Nem todas as mulheres que são orientadas para o relacionamento, mulheres do tipo da deusa vulnerável, têm sonhos de vítima. Como as fases das próprias deusas, as mulheres que se assemelham a essas deusas podem passar por um período de vida durante o qual sentem-se seguras e fora de perigo. Sua vida onírica pode ser da mesma forma agradável. Contudo, algumas mulheres têm sonhos de vítima em boas épocas, como que para lembrá-las de sua vulnerabilidade. Em qualquer caso, os sonhos das mulheres vulneráveis são cheios de pessoas e freqüentemente acontecem dentro de edifícios. Tais sonhos evocam tanto memórias de vínculos emocionais passados como descrevem relacionamentos presentes em termos simbólicos.

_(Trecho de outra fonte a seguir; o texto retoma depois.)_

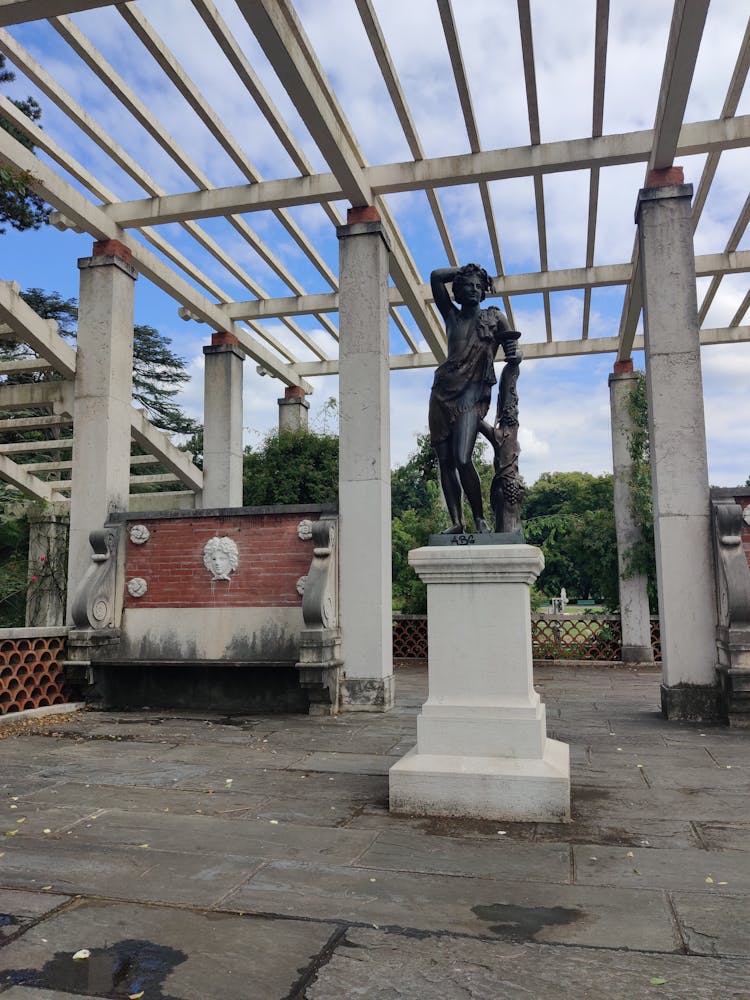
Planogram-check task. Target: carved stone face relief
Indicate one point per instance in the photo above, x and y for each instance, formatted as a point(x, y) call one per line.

Padrões de vida e comportamento

Cada uma das três deusas vulneráveis tem em sua mitologia uma fase feliz e realizada; uma fase durante a qual ela foi vitimada, sofreu e foi sintomática; e uma fase de restauração ou transformação. Cada uma representa um estágio na vida da mulher através do qual ela pode passar rapidamente ou no qual pode permanecer por certo espaço de tempo.

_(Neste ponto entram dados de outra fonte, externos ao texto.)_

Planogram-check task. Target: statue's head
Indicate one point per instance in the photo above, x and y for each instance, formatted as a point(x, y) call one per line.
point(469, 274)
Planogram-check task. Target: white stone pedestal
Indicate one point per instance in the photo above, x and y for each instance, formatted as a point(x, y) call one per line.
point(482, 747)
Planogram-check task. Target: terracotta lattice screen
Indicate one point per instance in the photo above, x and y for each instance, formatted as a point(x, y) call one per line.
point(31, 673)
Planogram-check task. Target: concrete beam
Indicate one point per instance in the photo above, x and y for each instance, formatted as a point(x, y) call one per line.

A mulher que descobre ser como Hera, Deméter ou Perséfone pode aprender mais sobre si própria, sobre suas forças, suscetibilidades e potencialidades negativas, compreendendo os paralelos que existem entre ela e essas deusas arquetípicas. Se pode aprender predizer seus próprios problemas, pode se livrar de algum sofrimento. Por exemplo, a mulher tipo Hera pode evitar muito sofrimento ao não se permitir ser impelida insensatamente ou prematuramente para o casamento. Precisa aprender como julgar o temperamento e a capacidade de amar antes de se casar, porque seu destino será determinado por seu marido. Da mesma forma, a mulher tipo Deméter deve ser clara quanto às circunstâncias em que tornaria grávida e deve tomar precauções antes, porque a deusa nela presente - sentida como um instinto maternal compulsivo - não tem nada a ver com as conseqüências. E uma jovem mulher Perséfone faria bem em se mudar do lar para a faculdade ou trabalho, de tal forma que tenha oportunidade de crescer para além da submissa filhinha da mamãe.

Desenvolvendo-se além das deusas vulneráveis

Embora as deusas vulneráveis não personifiquem qualidades que conduzem à realização, a mulher na qual esses arquétipos vivem pode crescer para além deles.

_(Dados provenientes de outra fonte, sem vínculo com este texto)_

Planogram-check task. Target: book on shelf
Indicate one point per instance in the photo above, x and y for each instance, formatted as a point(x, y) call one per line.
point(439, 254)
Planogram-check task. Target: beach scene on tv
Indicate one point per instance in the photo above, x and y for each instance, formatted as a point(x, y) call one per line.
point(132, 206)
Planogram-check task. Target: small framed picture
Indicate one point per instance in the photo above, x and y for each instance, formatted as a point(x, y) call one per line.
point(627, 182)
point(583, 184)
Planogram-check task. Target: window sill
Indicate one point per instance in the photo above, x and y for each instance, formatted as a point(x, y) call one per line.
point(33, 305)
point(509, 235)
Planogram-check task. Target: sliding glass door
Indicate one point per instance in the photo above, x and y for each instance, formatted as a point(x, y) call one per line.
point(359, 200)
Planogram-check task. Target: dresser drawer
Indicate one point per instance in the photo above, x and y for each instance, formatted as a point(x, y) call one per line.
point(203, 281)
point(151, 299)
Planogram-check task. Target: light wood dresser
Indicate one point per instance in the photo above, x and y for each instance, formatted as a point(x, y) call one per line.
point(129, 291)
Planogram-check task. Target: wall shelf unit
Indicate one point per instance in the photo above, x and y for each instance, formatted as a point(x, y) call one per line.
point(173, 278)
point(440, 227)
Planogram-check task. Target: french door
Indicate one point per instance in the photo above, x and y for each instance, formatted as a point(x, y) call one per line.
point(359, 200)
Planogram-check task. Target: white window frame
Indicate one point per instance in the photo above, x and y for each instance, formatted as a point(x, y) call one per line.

Ela pode descobrir suas qualidades de Atenas ou de Ártemis, ou descobrir que competência e competição no mundo vêm através do desenvolvimento do que a ela parece o aspecto masculino de si mesma. E pode explorar dimensões espirituais e sensuais associadas com Héstia, deusa da lareira, e com Afrodite, deusa do amor. Os três capítulos seguintes aprofundam as mitologias e características de Hera, Deméter e Perséfone. Cada capítulo descreve os padrões arquetípicos que personifica, e cada um mostra como uma deusa não só influencia a vida das mulheres nas quais ela vive, mas também afeta os outros que estão relacionados com tais mulheres, como cônjuges, pais, amigos, amantes ou filhos.

Toda mulher que já sentiu ímpeto de se casar, ou teve um filho, ou sentiu que estava esperando que alguma coisa acontecesse para mudar sua vida - o que inclui exatamente todas as mulheres - descobrir-se-á aparentada com uma das deusas vulneráveis em algum ponto de sua vida.